Мы приехали в Асино, быстро нашли Колиного приятеля Веньку Малышева и пошли смотреть материну избу на улице Фурманова. Мать умерла, не дождавшись сына из лагеря, и дом стоял пустой и вымерзший. Дом, собственно, был маленький покосившийся сруб, больше похожий на сарай с темными сенями, где была сложена небольшая поленница, и одной комнатой, разделенной русской печью на спальню и кухню. На кухне стояли стол и табурет. Спальня – за перегородкой, между которой и печью был открытый проход в кухню, – встретила нас паутиной по углам: у бревенчатой стенки стояла старая железная кровать, на которой умерла Венькина мать, а шкаф забрал наследник, должно быть, в качестве приданного. Больше у его покойной матери, кроме кухонной утвари, отродясь ничего не было.
Венька торжественно показал мне две отодранные доски в сенях, державшиеся на одном гвозде.
– Это зачем? – не понял я.
– Как же? – удивился Венька. – Зимой загребет тебя по крышу, ты ж дверь не откроешь. Вон здеся из сенцов выбраться могёшь, через снег лопатой пошурумкаешь, и давай отгребай туда-сюда.
Вот так странно и образно объяснялся мой арендодатель Вениамин Малышев. Нужно сказать, что он был прав: я однажды проснулся поздно утром – был выходной – и не понял, отчего так темно. Оказалось, что за ночь избу замело под крышу, и мне пришлось вылезать через отодранные доски в сенях с лопатой и “шурумкать туда-сюда”. Такое случилось раза три за мою жизнь в доме на улице Фурманова в Асине.

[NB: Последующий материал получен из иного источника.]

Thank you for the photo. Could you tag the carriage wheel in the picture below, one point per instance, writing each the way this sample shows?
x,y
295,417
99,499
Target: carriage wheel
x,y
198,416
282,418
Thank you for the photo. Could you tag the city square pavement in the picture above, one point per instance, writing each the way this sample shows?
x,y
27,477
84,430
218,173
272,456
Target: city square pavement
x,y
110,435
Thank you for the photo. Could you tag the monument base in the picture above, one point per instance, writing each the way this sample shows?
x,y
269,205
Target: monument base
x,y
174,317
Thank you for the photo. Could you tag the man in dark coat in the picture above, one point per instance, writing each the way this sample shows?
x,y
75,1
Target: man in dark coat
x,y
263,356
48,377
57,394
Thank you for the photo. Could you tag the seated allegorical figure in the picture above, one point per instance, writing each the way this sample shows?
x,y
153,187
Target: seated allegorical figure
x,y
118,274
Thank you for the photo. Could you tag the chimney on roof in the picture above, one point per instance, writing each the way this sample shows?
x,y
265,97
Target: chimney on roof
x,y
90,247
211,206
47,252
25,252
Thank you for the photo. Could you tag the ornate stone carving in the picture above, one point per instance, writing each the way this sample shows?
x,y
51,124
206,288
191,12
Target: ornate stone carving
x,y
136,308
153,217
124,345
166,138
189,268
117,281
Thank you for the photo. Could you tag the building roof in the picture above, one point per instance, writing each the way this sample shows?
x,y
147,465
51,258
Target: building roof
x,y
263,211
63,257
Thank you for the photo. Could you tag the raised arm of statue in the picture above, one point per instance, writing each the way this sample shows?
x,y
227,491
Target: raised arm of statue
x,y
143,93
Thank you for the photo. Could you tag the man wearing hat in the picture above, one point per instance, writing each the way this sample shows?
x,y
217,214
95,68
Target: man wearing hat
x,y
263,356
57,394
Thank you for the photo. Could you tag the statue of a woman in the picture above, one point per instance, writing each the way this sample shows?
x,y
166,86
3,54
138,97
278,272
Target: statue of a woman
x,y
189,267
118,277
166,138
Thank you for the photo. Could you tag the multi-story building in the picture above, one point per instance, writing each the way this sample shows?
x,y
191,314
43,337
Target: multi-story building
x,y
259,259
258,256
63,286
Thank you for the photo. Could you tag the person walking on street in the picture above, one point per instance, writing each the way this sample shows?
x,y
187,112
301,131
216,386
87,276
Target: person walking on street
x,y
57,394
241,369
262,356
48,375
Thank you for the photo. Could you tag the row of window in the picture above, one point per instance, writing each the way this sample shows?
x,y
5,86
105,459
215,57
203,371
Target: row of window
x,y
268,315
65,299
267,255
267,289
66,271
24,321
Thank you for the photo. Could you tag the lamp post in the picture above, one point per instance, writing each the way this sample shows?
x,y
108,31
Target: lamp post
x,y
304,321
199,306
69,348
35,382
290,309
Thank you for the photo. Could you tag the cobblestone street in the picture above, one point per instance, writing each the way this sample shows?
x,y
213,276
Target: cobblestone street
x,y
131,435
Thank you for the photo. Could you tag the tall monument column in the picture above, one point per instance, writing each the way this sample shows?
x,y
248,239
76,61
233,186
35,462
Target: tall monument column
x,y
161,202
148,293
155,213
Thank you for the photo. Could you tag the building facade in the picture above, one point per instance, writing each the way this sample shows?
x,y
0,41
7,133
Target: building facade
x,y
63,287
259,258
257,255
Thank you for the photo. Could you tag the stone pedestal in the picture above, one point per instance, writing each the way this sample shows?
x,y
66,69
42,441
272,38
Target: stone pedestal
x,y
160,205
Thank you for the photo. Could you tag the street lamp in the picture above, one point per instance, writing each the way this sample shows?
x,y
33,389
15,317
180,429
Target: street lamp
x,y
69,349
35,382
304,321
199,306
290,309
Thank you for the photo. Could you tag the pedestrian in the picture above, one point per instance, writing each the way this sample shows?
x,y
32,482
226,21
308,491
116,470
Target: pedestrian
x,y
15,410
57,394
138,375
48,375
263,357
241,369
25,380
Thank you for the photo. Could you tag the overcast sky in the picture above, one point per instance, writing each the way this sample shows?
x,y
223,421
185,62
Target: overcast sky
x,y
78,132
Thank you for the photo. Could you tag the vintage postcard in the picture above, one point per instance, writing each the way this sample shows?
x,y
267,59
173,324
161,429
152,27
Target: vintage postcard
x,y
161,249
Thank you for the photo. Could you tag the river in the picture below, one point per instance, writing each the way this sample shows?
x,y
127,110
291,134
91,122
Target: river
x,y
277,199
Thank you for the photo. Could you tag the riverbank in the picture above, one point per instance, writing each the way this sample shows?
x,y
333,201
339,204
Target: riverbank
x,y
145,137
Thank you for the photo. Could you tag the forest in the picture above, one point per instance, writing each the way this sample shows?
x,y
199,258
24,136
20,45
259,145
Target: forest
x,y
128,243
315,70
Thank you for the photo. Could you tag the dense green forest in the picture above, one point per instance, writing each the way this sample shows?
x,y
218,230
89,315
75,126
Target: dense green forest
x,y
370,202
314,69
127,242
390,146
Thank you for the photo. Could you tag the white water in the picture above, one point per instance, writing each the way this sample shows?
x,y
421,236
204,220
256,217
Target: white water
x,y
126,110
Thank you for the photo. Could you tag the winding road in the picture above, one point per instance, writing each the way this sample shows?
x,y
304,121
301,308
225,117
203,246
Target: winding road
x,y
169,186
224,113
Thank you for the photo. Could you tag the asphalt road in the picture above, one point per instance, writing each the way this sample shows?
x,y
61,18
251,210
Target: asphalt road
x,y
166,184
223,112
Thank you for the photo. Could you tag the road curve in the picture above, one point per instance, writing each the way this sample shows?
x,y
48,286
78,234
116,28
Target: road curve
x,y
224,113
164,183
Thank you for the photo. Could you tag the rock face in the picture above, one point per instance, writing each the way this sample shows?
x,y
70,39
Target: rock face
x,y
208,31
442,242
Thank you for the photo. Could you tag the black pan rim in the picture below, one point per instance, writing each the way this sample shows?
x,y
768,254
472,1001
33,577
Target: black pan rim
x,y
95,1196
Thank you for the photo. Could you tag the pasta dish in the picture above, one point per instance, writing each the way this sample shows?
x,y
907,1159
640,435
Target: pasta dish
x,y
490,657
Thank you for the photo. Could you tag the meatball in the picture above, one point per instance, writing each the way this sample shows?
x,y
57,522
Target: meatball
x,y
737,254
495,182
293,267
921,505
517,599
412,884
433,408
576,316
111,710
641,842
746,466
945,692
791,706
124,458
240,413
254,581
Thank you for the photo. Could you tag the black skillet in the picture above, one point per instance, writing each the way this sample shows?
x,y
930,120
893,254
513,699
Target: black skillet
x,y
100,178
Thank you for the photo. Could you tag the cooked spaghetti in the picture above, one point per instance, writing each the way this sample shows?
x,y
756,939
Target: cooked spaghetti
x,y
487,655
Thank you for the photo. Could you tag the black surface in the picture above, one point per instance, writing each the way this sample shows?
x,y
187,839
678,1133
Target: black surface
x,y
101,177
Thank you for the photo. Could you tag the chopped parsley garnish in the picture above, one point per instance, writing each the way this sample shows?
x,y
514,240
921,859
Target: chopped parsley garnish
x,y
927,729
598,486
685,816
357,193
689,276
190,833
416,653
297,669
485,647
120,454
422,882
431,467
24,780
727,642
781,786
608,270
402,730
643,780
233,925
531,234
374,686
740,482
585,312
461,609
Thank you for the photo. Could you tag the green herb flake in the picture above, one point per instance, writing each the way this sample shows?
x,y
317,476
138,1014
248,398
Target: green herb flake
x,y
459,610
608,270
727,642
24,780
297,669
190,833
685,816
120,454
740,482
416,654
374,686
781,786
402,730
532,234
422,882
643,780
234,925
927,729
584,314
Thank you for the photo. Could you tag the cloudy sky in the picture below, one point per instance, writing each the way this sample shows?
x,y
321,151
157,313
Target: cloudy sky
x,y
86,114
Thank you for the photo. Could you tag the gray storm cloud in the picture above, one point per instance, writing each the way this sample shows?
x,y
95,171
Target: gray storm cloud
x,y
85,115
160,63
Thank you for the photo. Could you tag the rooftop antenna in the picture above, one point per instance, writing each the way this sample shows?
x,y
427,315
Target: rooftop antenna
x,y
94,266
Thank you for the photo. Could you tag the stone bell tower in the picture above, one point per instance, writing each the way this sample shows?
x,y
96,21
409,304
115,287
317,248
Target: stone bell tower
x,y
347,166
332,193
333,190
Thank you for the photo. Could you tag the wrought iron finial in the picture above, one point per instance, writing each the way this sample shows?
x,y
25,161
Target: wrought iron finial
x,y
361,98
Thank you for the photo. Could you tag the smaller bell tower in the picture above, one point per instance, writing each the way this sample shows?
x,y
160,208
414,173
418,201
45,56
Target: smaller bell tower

Мы сговорились на двадцать рублей в месяц, и Венька сохранял за собой право сажать картошку на участке. Договор – под надзором Коли Бакакина – был торжественно скреплен покупкой дешевого спиртного. Я с ними пить не стал: нужно было поставить себя непьющим, тем самым отделившись от общего повального пьянства. Коля и Венька не очень настаивали и быстро, без закуски, выпили бутылку водки в холодном доме – стоя, после чего собрались за другой. Я попрощался и отправился на леспромкомбинат договориться о работе. Началась новая жизнь в новом месте.
Срубили нашу елочку
Жизнь моя в Асине протекала тоскливо: я жил один в покосившейся от времени избе, где недавно умерла старая женщина, и спал на расшатанной кровати, на которой она умерла. Спал я на этой кровати один, поскольку мои жена и дочь, которую я пока не видел, жили в Москве и не могли ко мне приехать: Маша была серьезно больна и нуждалась в постоянном врачебном присмотре.
Алёна рвалась обратно, и наша переписка и редкие, заказанные за два дня на асиновской почте телефонные переговоры состояли в основном из моих уговоров не тащить Машу в Сибирь. А оставить Машу с моей мамой Алёна отказывалась. Впрочем, Алёна рвалась ко мне все меньше и меньше, поскольку хлопоты о Машином здоровье занимали все ее мысли, не оставляя места нашей любви: вся любовь была отдана маленькой и постоянно больной девочке.
Я устроился в леспромкомбинат на сортировку. Работа эта была не легче повала, а в чем-то, может, и тяжелее. На пилораму, куда я просился, меня, к счастью, не взяли, а то – с моей ловкостью – остался бы без рук. Там я и проработал до следующей весны.
Особенно тяжело приходилось зимой. Меня поставили на транспортер, тащивший бревна вдоль насыпи. Лесовозы подъезжали к дальнему концу транспортера, и кран цеплял вязанные тросом пакеты бревен. Вдоль дороги сугробами нависали штабеля привезенных стволов. Стволы косо торчали поперек, лесовозы иногда задевали за такой ствол, и он качался, расшатывая весь штабель.
Стояли морозы, и бревна трещали, будто сами мерзли. Мы работали посменно, и рано утром, когда вокруг плыла предрассветная мгла, прожектора освещали насыпь, на которой мы стояли в ряд с баграми в руках.